At a minimum, organisations should:
- identify AI systems currently in use;
- determine whether any systems fall within the high-risk categories under the EU AI Act;
- review governance and accountability arrangements;
- assess supplier and vendor relationships;
- establish incident reporting procedures;
- review transparency obligations; and
- ensure that AI compliance is considered alongside privacy, cybersecurity and broader governance requirements.
The most successful organisations will not be those that merely comply with the AI Act’s technical requirements. They will be those that can demonstrate robust governance, effective oversight and responsible decision-making throughout the lifecycle of their AI systems.
12. Conclusion
The publication of Spain’s AI Governance Bill represents a significant milestone in the implementation of the EU AI Act.
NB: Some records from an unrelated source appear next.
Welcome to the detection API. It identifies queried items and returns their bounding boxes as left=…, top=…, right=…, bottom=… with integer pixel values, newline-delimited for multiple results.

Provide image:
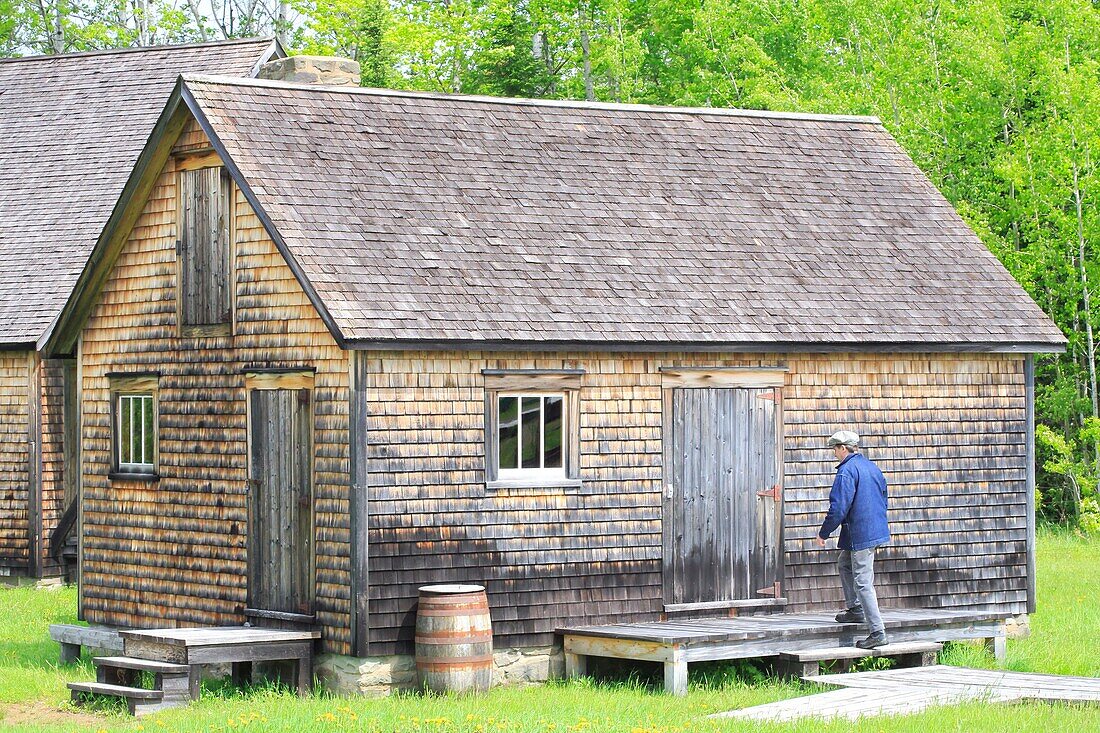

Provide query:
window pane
left=542, top=397, right=561, bottom=468
left=130, top=397, right=142, bottom=463
left=142, top=396, right=156, bottom=466
left=119, top=397, right=130, bottom=464
left=520, top=397, right=542, bottom=468
left=497, top=397, right=519, bottom=469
While the Bill does not fundamentally alter the obligations imposed by the European framework, it provides a clear picture of how those obligations will be supervised and enforced in Spain.
The message from the Spanish Government is clear: AI governance is no longer a future regulatory challenge. It is becoming an operational compliance requirement, supported by dedicated regulators, formal enforcement powers and an increasingly sophisticated supervisory framework.
Organisations that begin preparing now will be far better placed to navigate the new regulatory landscape than those that wait for enforcement activity to begin.